Between Norte de Santander and the border region of Antioquia, Boyacá, Cundinamarca and Santander departments, a complex situation exists, with C. o. eminens, C. o. exitelus and C. o. trudis being of unclear assignment as to subspecies group. If there is little intergradation in this region, the case for the southern Andean populations being a distinct species is rather robust. In fact, they have time and again been treated as a good species C. flavopectus.

The flavopectus group contains larger birds which lack a pronounced brown tinge on the crown; many members have this area purely gray to blackish. The white throat is almost devoid of spotting, and there is no white ear spot. This group includes taxa such as C. o. flavopectus and C. o. nigriceps from central to southern Colombia, C. o. phaeocephalus from Ecuador, C. o. peruvianus from Peru, or C. o. cinereocephalus and C. o. hiaticolus. Their dawn song consists of a series of chit notes, accelerating to higher-pitched chit-its and often accelerating further but descending in pitch again to fade out in a churring trill trrrrrrrr.... Some, like C. o. phaeocephalus and C. o. nigriceps, have an even more complex dawn song, in which the middle part is replaced by a first trill at constant volume, breaking up into a few shorter trills trrrrrrrr tr tr tr... before ending with the fading lower trill. These populations also tend to give long series of chit calls between their songs.
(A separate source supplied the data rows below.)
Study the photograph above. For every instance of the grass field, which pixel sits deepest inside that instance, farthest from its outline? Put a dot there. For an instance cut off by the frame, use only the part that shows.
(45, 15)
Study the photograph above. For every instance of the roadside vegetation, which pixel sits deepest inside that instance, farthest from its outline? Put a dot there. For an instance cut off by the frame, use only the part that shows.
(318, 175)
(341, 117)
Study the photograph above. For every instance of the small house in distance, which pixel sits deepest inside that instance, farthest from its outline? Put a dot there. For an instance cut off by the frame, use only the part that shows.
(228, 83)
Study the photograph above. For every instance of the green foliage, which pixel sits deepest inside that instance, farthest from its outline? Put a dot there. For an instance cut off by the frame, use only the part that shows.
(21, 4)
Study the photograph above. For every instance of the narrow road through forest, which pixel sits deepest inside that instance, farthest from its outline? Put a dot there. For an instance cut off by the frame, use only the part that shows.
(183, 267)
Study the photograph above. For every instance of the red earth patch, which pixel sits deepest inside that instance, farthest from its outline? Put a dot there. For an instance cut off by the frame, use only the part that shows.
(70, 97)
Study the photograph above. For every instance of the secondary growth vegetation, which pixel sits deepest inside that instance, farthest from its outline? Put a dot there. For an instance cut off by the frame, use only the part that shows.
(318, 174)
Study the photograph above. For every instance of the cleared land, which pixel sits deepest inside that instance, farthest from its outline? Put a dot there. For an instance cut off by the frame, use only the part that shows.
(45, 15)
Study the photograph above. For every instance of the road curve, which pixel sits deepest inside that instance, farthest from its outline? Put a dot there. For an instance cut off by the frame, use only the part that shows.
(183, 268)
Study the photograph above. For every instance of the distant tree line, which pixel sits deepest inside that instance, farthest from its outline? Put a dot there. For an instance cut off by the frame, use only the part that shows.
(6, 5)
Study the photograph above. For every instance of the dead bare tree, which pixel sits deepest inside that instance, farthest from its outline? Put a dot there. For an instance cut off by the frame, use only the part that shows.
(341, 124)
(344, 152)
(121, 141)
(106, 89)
In the far south of the species' range, C. o. argentatus is found in the Yungas of northwestern Argentina. It is not known exactly how these birds relate to the taxa higher up in the Andes; they are generally little-studied. They have a tendency to build their nests uncharacteristically high up in trees; for this reason, it is unknown whether one-egg clutches are as commonly seen in this population as they seem to occur in the flavopectus group. It does not seem to like nesting less than 10 m above the ground, but considering the high rate of failed nesting attempts (more than 35% abandoned nests in one study in El Rey National Park), avoiding predators or other reasons for brood failure does not seem to be a very good explanation for this behavior.